“We were eighteen. Young.”
I did the math in my head, and I wasn’t a math person. My eyes got big, so big. “You’re thirty-five?”
His eyes narrowed. “Yeah . . .”
I was a cougar. A total cougar. “I’m older than you.”
I’d never been the older woman.
I was now the older woman.
I didn’t know how I felt about this. “I’m like your sugar mama.”
A grin tugged at the corner of his mouth. “You’re a year older than me. And this is not a sugar-mama situation.”
Okay. We were back to being serious. I told my inner cougar to take a nap. Scooting to his side, I moved so I was facing him, my legs crossed in front of me. It gave me some breathing room, but Jake sat up and pulled me onto his lap, straddling him. His back was against the headboard, and his hands fell to my thighs, tracing up and down.
He didn’t just have a son. I noted, “You have a young adult.”
“Tab and I were high school sweethearts. We tried. Or I tried. We got married at the courthouse, but it was over almost before it ever got started. Her family was pissed about the marriage. They didn’t approve of my family.”
“They knew about your family’s business?”
His mouth tugged up in a half-hearted grin. With the lines under his eyes and the shadows in them, the half grin looked sad. “Everyone did where we lived. My family likes to operate out of Maine because it’s easy to be remote up there. They don’t use the usual protection tax, stuff like that. The locals are left alone and in return they leave us alone. My family specializes in transportation and storage. Some of our warehouses have things a lot of governments would love to get their hands on, but it’s kept under wraps.”
“What sort of things?” I traced my hands down his chest, lingering on his stomach. His muscles shifted under my touch, but he didn’t seem to notice. He was frowning at my shoulder, lost in thought.
“Things I don’t want to tell you. Things used in wars. Other things.” The shadows doubled in his gaze.
My stomach dipped.
He smoothed a hand back up the side of my thigh, his fingers sinking into my skin. “Tab was ...” He hesitated, a shadow flitting over his face. “Tab was my escape. I was still—Jesus. I have to tell you all of it to make you understand.”
The air grew thick. Tense.
I quieted, knowing this was important. I reached for his hand.

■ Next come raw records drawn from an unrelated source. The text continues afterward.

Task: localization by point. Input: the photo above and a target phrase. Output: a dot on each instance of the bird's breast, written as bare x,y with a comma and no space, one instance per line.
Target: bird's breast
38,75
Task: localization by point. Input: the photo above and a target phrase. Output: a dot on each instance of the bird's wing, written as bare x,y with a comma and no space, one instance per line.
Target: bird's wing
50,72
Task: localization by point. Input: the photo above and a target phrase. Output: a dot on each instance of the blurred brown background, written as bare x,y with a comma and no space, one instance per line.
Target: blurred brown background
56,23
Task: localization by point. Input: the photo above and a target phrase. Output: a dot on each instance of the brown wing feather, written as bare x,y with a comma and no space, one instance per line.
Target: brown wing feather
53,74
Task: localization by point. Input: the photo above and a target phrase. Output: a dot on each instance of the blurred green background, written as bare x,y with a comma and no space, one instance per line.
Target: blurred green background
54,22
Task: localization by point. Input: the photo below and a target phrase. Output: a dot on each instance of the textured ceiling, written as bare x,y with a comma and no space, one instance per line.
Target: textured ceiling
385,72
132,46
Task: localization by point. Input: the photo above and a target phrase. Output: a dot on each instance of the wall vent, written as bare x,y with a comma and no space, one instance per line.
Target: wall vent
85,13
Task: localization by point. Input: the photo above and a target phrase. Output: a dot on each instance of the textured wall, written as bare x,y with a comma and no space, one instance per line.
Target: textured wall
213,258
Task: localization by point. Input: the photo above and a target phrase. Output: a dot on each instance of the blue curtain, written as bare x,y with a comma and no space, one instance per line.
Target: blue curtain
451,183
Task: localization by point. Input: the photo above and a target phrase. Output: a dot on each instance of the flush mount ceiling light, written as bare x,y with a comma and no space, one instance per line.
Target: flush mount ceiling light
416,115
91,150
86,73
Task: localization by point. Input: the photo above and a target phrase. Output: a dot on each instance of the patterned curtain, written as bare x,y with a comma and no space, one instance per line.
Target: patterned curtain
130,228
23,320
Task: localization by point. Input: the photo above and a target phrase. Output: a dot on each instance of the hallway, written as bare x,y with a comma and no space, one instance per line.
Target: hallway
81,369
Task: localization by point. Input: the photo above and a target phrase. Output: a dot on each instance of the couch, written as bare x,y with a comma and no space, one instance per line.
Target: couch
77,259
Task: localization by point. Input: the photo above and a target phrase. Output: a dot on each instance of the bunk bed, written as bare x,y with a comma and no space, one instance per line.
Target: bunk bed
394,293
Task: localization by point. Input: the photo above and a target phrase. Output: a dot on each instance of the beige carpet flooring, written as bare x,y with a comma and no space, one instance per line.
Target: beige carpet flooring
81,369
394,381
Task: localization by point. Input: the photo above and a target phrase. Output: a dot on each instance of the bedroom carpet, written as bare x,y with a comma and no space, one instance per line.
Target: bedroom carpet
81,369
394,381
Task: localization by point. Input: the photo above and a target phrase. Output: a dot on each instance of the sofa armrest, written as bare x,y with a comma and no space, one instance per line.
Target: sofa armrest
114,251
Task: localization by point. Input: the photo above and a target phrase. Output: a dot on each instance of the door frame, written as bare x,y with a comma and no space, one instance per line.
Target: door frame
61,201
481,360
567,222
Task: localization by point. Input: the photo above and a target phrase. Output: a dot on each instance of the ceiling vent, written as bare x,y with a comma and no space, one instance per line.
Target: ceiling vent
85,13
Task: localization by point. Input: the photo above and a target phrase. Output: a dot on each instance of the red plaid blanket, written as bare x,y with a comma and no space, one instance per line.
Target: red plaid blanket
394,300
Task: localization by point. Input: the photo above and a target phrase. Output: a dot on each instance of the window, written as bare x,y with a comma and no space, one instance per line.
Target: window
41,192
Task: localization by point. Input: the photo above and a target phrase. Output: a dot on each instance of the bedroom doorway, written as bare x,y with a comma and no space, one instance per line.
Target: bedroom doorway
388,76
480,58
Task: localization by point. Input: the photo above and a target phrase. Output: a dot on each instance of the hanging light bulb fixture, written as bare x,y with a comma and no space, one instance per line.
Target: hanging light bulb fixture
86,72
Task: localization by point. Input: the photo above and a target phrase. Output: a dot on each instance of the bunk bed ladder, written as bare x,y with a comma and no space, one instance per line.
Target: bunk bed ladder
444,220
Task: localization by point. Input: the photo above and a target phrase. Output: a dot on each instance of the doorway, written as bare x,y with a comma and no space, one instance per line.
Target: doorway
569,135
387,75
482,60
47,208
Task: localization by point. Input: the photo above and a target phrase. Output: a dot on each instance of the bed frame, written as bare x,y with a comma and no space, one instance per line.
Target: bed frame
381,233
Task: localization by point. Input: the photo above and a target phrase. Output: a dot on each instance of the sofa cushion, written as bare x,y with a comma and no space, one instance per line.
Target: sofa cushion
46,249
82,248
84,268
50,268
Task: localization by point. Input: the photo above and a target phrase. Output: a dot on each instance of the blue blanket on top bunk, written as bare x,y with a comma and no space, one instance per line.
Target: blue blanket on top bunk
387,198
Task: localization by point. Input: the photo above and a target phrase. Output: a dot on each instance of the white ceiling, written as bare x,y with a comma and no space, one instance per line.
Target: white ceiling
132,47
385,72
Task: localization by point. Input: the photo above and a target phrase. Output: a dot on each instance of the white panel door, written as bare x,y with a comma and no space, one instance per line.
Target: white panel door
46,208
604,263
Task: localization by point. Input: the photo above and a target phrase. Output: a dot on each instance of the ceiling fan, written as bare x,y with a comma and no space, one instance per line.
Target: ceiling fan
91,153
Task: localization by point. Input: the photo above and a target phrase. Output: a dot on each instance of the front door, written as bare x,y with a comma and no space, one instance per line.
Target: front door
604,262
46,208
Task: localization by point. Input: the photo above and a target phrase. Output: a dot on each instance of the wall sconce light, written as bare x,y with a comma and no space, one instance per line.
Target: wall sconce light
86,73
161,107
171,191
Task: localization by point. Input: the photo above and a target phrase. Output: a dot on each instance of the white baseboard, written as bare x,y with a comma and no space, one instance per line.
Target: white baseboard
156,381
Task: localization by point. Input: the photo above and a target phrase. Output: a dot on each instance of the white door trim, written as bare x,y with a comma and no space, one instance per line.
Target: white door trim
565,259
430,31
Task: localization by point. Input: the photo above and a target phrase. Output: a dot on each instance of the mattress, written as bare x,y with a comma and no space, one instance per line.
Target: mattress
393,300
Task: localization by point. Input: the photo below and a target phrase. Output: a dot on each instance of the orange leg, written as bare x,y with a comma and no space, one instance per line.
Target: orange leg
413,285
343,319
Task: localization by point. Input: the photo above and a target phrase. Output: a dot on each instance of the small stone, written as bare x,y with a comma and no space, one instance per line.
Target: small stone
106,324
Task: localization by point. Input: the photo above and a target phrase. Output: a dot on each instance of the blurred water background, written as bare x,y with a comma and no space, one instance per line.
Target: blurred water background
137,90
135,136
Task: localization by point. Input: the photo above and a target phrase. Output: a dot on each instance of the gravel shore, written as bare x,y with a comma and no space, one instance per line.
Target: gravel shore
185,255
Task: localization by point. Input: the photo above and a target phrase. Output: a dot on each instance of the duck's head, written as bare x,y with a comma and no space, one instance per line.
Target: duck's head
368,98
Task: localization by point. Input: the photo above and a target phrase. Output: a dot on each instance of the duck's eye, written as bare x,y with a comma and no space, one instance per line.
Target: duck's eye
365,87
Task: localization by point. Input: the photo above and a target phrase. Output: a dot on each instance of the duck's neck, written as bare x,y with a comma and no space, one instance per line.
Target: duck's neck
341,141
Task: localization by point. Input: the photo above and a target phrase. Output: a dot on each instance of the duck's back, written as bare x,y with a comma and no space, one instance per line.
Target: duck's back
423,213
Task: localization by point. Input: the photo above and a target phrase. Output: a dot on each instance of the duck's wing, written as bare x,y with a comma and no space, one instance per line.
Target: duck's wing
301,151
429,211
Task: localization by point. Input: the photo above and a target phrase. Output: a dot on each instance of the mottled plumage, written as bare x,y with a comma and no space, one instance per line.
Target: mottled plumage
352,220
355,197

He didn’t look at me, instead focusing on our hands. “First time I killed someone, I was twelve.”
Pain sliced through me.
He continued, his voice hoarse, “My dad found out when I was fourteen, and he didn’t agree with the direction my uncles wanted me to go with the business.”
“The Mafia business?”
His eyes lifted, haunted. “I was being trained to be their personal assassin. Not just their assassin, but one that they could sell my services for others.”
My heart shattered.
“When my dad found out, he left the family business.” He was so rigid. “I didn’t, though.”
“What? How?”
“With my family leaving the business, they were pissed. They exiled them, effectively cutting them off from everything. I could see it was hurting my mom not to be able to talk to my other aunts. Some of them were close. So I went to my uncle and struck a deal. I’d continue my services if they’d ease up on some of the restrictions.”
“Your dad didn’t know?”
“No. It got better, a little bit. But I needed a cover for why I was leaving the house all the time. Tab and I started dating early in high school. She didn’t know what was going on. She just knew I did something for my family off the books and thought it was cool. Weweredating, but I mostly used her as a cover in the beginning. After a bit, it grew more real. She became my escape in a lot of ways. I hated lying to my parents. I hated doing what my uncles were making me do, but my mom was happy. Then ... Tab got pregnant and I did what I had to do.”